(Originally posted on Crooked Timber.)
We all know there are lots of horror stories about trying to find work in academia. The smart money is on not even starting a PhD unless you are prepared to sell your soul on the job market. Just say no to those fancy scholarships. Unless, it seems, they’re from a good school in philosophy, where the numbers don’t exactly support the bad tidings.
Thanks to lobbying from various sources (prominent amongst them being Brian Leiter’s Philosophical Gourmet Report) we now have quite a bit of data about how philosophy PhDs do on the job market. And the news on the whole is fairly good, or at least much better than I had expected.
Here are the recent placement records of (most of) the top 15 U.S. philosophy departments.
Princeton: 48%, 81%
Rutgers: 36%, 85%
Pittsburgh: 40%, 84%
Stanford: 27%, 72%
Harvard: 63%, 96%
MIT: 33%, 77%
Arizona: 13%, 91%*
UCLA: 19%, 75%
UNC: 20%, 80%
Berkeley: 35%, 82%
Notre Dame: 11%, 80%
Texas: 4%, 60%
Note that the omissions are NYU, which hasn’t had a PhD program long enough to have a meaningful placement record, and Columbia, who either don’t want to share this information with us, or (more likely) have posted it somewhere too hard for an amateur sleuth like me to find.
So what are those numbers after the records. They are my rough estimations of, first, the percentage of grads that ended up in great jobs, and second, the percentage of grads that ended up in good jobs. The ‘great’ classification is fairly subjective, and I don’t think I really kept to a constant standard throughout. The ‘good’ classification is meant to be 3/3 load or better, tenure-track or tenured, plus the occasional 2-3 year research-oriented position at a good school (provided it is a first job). I count those as good jobs because people take them over 3/3 load tenure-track jobs. I don’t know the teaching load at every school in the country, and I probably counted too many jobs as good. Arizona had lots of grads at schools I hadn’t heard of – I counted most of them as good, but plenty might not be so good. The 91% is probably high – but it is still over 70%.
(This concession is not meant to mean I stand by all the other numbers. The margin of error on my calculations is probably +/- 20%. But I think they’re a fair approximate indication of what is happening.)
Overall, I’d say, those are pretty good numbers. The Texas percentages aren’t great, but Texas has a very big PhD program. In numerical terms they were placing as many people as most of their peers, just they had lots of non-placements (several apparently voluntary) as well. The top 14 schools had placement rates of 70% or better. It’d be suprising to even find an average student from one of those schools who didn’t have at least a decent job.
There are of course limits to one’s optimisim. Things get tougher for students not from a top 15 school.
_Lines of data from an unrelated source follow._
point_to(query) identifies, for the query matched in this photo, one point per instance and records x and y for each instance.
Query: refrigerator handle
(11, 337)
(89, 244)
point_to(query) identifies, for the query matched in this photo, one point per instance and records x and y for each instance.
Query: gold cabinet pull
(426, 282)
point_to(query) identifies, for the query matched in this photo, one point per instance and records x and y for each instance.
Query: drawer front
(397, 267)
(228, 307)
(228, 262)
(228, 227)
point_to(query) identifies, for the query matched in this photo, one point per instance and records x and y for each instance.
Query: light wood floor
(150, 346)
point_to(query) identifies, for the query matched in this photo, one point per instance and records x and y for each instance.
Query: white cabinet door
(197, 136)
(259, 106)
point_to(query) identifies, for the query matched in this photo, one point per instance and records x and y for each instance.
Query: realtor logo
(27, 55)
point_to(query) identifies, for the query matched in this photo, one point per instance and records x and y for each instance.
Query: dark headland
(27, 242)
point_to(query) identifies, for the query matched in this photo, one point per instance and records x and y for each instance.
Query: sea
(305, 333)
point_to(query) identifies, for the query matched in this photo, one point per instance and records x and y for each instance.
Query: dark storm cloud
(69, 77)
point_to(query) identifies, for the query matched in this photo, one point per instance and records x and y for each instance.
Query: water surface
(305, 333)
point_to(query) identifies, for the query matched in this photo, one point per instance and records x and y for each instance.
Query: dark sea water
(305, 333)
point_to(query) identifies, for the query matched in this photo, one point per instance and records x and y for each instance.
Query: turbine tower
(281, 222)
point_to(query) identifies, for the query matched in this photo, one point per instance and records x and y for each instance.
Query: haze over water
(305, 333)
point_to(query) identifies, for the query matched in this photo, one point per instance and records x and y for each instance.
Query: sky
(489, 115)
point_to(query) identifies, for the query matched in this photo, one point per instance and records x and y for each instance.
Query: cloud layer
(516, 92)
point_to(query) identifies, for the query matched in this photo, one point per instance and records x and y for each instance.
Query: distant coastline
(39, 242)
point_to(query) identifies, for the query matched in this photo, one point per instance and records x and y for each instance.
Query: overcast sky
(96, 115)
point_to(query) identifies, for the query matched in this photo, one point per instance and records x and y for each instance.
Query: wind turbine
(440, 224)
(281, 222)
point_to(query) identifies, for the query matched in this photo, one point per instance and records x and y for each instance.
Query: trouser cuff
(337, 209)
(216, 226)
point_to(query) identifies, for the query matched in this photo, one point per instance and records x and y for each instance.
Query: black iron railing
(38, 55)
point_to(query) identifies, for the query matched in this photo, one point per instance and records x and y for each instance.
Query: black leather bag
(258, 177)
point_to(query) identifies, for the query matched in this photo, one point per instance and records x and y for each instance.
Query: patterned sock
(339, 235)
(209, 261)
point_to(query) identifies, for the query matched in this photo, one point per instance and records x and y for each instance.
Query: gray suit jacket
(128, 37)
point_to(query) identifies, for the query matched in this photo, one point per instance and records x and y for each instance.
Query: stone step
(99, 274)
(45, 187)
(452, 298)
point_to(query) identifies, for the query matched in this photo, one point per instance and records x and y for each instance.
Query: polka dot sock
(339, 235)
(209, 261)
The data on these schools starts to get sketchier as well, perhaps not coincidentally. (For one thing schools suddenly stop listing how many of their grads didn’t get jobs, something all the schools listed do.) And obviously there are people even at the best departments who aren’t getting good jobs. And even good academic jobs occasionally leave something to be desired. It’s hard to tell from the publically available information whether some of these people have, say, never been offered a job within 10,000 miles of their home. That can be a little annoying, even if there are very good jobs offered 11,000 miles away. And of course many of these people don’t start in good jobs, even if they end up in them. (And some start in good jobs and don’t get tenure or leave for other reasons. But I don’t think it’s fair to chalk those up to a bad job market.)
So it’s not all a bed of roses. But the impression the information creates is that in philosophy at least, median to somewhat below median students at good to great departments will get pretty good jobs. And that’s a lot better both than the impression I have of most humanities disciplines, and that many people in philosophy have of the state of play within our discipline. I don’t know if there’s been any good cross-disciplinary studies done on this recently, but I would be surprised if philosophy isn’t one of the better humanities to be in from the point of view of finding work.